Les soucis de la journée empêchent certains de dormir. D’autres trouvent dans le
sommeil l’oubli de leurs problèmes. Le policier Legrand est de ceux-là. Aussi, le
lendemain, il est à son poste dès neuf heures, le sourire aux lèvres. Il s’apprête à
siroter un petit café. La porte s’ouvre, l’étrange odeur monte à ses narines. Il lâche
sa tasse et pousse un juron : la jeune fille, est là, devant lui, son panier à la main.
-« Bonjour. Je viens pour la déclaration.
- Vous l’avez déjà faite hier.
- Il faut que je recommence. J’ai oublié quelque chose. »

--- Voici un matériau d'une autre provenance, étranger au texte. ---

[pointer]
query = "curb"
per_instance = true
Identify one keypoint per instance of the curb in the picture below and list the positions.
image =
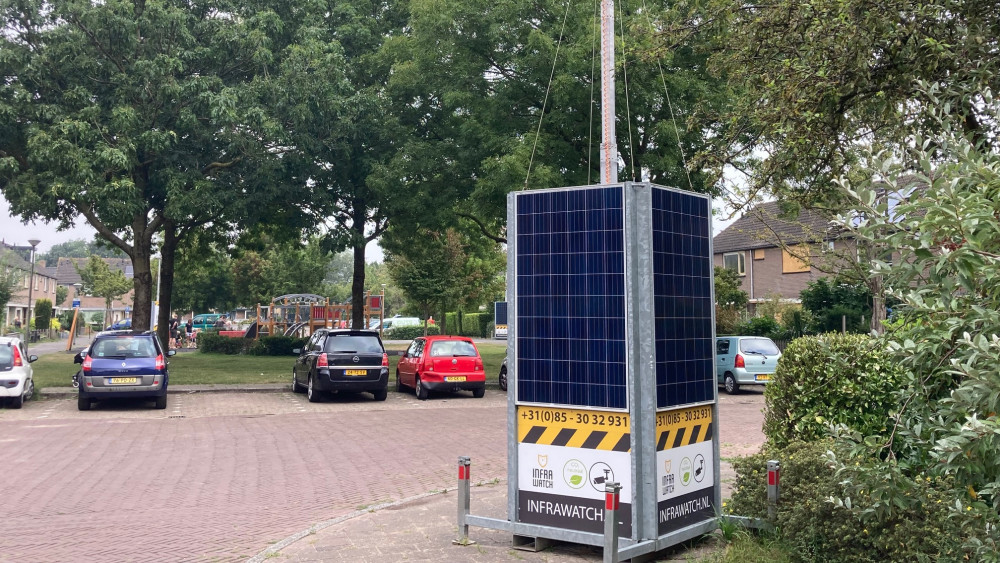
(70, 392)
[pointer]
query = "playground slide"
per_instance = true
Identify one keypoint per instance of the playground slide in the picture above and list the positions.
(294, 328)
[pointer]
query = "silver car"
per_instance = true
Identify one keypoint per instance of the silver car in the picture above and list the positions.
(745, 360)
(17, 383)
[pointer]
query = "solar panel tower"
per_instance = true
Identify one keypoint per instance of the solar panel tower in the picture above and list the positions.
(611, 364)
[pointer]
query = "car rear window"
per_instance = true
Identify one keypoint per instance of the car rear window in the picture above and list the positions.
(353, 344)
(453, 348)
(759, 346)
(123, 347)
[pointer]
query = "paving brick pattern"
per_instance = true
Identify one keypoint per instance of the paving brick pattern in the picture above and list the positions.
(219, 477)
(128, 483)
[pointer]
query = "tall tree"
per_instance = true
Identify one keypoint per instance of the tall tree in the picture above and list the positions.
(341, 129)
(821, 81)
(142, 116)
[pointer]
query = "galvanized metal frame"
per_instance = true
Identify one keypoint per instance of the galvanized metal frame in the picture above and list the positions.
(640, 377)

Legrand fait de l’ironie : « La mémoire vous est donc revenue. Vous voulez ajouter
quoi ? »
-
On ne peut pas le laisser comme ça, sans enterrement, sans prières.
-
Qui ?
-
Le mort.
-
Pour l’enterrer, il faudrait déjà avoir le corps
-
C’est pour ça que je suis revenue. Pour le corps.
-
Où est-il ?
-
Dans la cave.
-
Dans la cave ? Quelle cave ?
-
Il n’est plus dans la cave. Il a disparu.

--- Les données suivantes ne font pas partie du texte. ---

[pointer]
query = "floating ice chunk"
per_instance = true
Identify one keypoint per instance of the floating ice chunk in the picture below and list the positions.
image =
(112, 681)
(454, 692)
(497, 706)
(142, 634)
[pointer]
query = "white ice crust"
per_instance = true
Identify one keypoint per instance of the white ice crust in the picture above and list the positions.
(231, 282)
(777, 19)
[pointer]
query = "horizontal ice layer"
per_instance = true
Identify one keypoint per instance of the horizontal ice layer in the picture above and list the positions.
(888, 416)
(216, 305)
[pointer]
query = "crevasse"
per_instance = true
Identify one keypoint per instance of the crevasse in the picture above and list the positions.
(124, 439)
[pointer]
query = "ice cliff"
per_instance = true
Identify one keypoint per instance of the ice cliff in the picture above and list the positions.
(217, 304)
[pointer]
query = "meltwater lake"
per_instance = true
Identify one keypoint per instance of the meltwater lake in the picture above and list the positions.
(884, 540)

Aujourd’hui l’inspecteur Legros est absent, malade, le foie, c’est le stress au travail.
Alors le policier Legrand va chercher le commissaire Lemaigre. C’est un bel homme,
son éternelle pipe à la bouche, éteinte pour cause de loi antitabac. Ils se relaient
auprès de la jeune fille. Les rôles sont inversés. D’ordinaire ce sont les policiers qui
retiennent les interpellés au commissariat, jusqu’à ce qu’ils craquent. Aujourd’hui
4 c’est la jeune fille qui ne les lâche pas. Et ils vont craquer. Elle explique, cet homme
mort, avec de la barbe, tué par poison, non étranglé, non égorgé, dans une cave, rue
de Paris non, rue des écoles, non dans une cuisine, non dans les bois. A la fin de la
journée, Legrand et Lemaigre sont au bord de la crise de nerfs. Legrand est mûr
pour avouer être l’assassin du barbu. Lemaigre en est à sa deuxième boîte de
calmants. Il a alerté la France entière. Personne n’est porté disparu. Legrand a
vérifié toutes les caves et toutes les cuisines, rue de Paris, rue des écoles. A vingtheures, le commissaire Lemaigre met la jeune fille à la porte : « Nous menons
l’enquête, n’ayez crainte. Vous pouvez dormir tranquille. » Elle leur souhaite bonne
nuit et sort.
La nuit n’est bonne ni pour le policier Legrand ni pour le commissaire Lemaigre. Seul
l’inspecteur Legros est en forme après une journée de repos. Mais quand il voit
revenir la jeune fille à neuf heures, son humeur dégringole. Il reprend la main
courante de l’avant-veille, puis de la veille, évite les questions, pour esquiver les
réponses : « Un homme a été assassiné, avec barbe mais pas barbu, vous ne
connaissez pas son nom, vous ne savez pas où il est, qui l’a assassiné, ni où, ni
comment, ni pourquoi et ce n’est pas grave. Chaque jour des hommes se font
assassiner, dont vous ne connaissez pas les noms, ni pourquoi ils se sont fait
assassiner, ni où, ni comment et ce n’est pas grave. Vous pouvez rentrer chez
vous. »
« Mais c’est faux, celui-là, je sais où il est, au moins en partie, sinon, je ne serais pas
là et lui non plus. » Ils s’y mettent à trois, Lemaigre, Legros et Legrand pour l’éjecter
du commissariat. Henriette Labelle se retrouve sur le trottoir. Le commissaire
Lemaigre ferme la porte à clé derrière elle. A ce moment l’inspecteur Legros renifle :
« Bizarre il y a toujours cette odeur. » Le policier Legrand désigne le panier resté au
sol, Legros l’ouvre, deux yeux les regardent, deux yeux dans une tête, la tête d’un
homme chauve avec une barbe de trois jours.